Two implementation details stand in the way of a fully-working bounding volume hierarchy (BVH) that uses axis-aligned bounding boxes (AABBs) to accelerate ray-scene intersections. First, we need the ability to construct an axis-aligned bounding box from a given object or collection of objects. Secondly, we need to be able to intersect a ray with an AABB.

An axis-aligned bounding box can be described by its minimum and maximum extent in each dimension \(x\), \(y\), and \(z\). So we might store one in a struct such as

struct AABB
  xmin::Float
  xmax::Float
  ymin::Float
  ymax::Float
  zmin::Float
  zmax::Float
  contained_objects::Array
end

Our first set of tasks is to make sure we can compute an AABB for each type of object that our scenes may contain. In our raytracer, these are spheres and triangles. Since we’ll be packing objects into a hierarchy of AABBs, we’ll also need to know how to compute the AABB of a collection of AABBs.

1. Write pseudocode to construct an AABB for a sphere:

   function sphere_aabb(center::Vec3, radius::Float64)
   
   end

2. Write pseudocode to construct an AABB for a triangle:

   function tri_aabb(a::Vec3, b::Vec3, c::Vec3)
   
   end

3. Write pseudocode to construct an AABB that contains a collection of AABBs. As a reminder, the type Array{AABB}, 1} signifies a 1-dimensional Array of type AABB:

   function aabbs_aabb(objs::Array{AABB, 1})
   
   end

At this point, we can use these primitives to construct a hierarchy of bounding boxes using the procedure described in lecture. Then all we need to do is determine whether ray hits an AABB (in which case we need to check whether it hits each of its contained objects) or misses the AABB (in which case we can prune its entire subtree!

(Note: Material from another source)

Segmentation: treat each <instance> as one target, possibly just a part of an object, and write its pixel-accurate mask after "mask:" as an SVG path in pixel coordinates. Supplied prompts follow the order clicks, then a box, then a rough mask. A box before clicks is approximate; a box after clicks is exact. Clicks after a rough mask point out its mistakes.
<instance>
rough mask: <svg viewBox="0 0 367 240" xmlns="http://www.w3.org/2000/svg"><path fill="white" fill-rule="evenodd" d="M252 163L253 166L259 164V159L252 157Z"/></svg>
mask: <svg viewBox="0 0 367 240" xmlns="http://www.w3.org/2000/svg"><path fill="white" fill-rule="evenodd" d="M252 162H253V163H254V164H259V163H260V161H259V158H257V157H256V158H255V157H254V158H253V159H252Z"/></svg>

Let’s build up to the 3D case by starting simpler. The observation here is that a an axis-aligned 3D cuboid can be expressed as the intersection of three “slabs”, where a “slab” is the region of space between two parallel (axis-aligned, in this case) planes.

4. Find the range of \(t\) values for which the 3D ray \(\mathbf{p} + t \mathbf{d}\) sits inside the “slab” between the two planes \(x = x_{\min}\) and \(x = x_{\max}\).
5. Repeat the prior exercise for corresponding \(y\) and \(z\) slabs. From here, we can observe that the ray passes through the box only if it ever sits inside all three slabs at the same time. Devise a scheme for determining whether the ray intersects the box.
6. Give an approach for determining the coordinates of the point where the ray enters the box.

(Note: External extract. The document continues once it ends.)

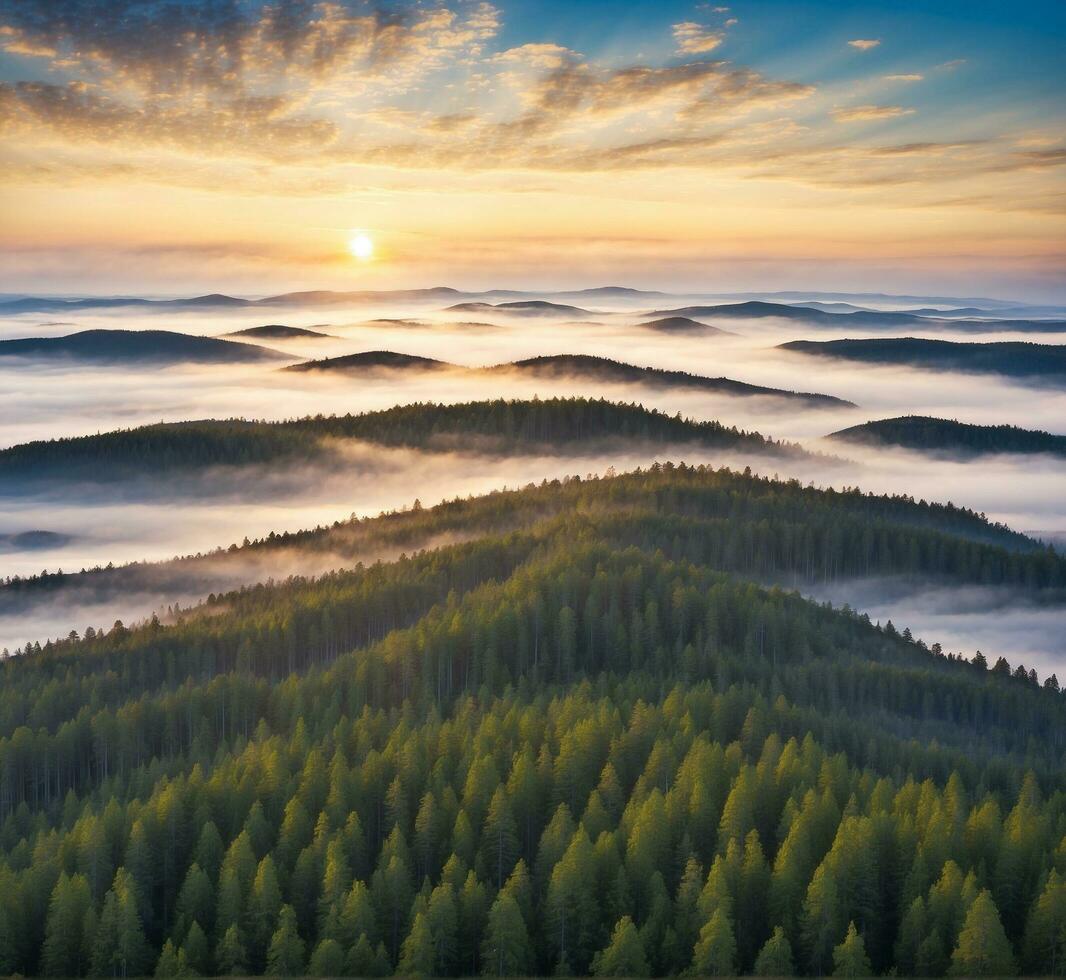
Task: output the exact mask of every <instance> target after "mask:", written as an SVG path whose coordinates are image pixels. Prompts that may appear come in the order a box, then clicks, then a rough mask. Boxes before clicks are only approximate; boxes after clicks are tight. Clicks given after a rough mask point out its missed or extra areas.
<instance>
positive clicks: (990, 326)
mask: <svg viewBox="0 0 1066 980" xmlns="http://www.w3.org/2000/svg"><path fill="white" fill-rule="evenodd" d="M928 312H931V314H934V312H935V314H936V315H935V316H919V315H917V314H915V312H909V311H908V312H902V311H890V310H871V309H853V310H852V311H851V312H827V311H826V310H824V309H821V308H817V307H815V306H814V304H808V305H795V306H790V305H788V304H786V303H764V302H762V301H759V300H750V301H748V302H746V303H728V304H723V305H718V306H684V307H681V308H680V309H661V310H657V311H656V312H655V314H652V315H651V316H655V317H692V318H704V317H707V318H712V319H720V320H721V319H737V320H757V319H765V318H769V317H776V318H779V319H784V320H794V321H796V322H801V323H805V324H814V325H817V326H826V327H833V328H835V330H849V328H851V327H855V326H858V327H863V328H867V330H895V328H898V327H907V328H912V330H928V331H931V330H942V328H948V330H952V331H963V332H970V333H990V332H995V331H1003V332H1014V333H1050V334H1055V333H1066V321H1063V320H1003V319H988V320H967V319H962V320H941V319H938V318H940V317H941V316H942V315H941V314H939V312H938V311H933V310H930V311H928Z"/></svg>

If you have time, go ahead and sketch out some pseudocode for bounding volume hierarchy construction:

7. Given a list of objects, each of which is a Triangle or a Sphere, write pseudocode construct a bounding volume hierarchy. At each level of the tree, divide the objects in half by sorting their position (e.g., the point at their center) along a coordinate axis and create a subtree containing each half of the objects. Cycle through the \(x\), \(y\), and \(z\) axes at subsequent levels of the tree.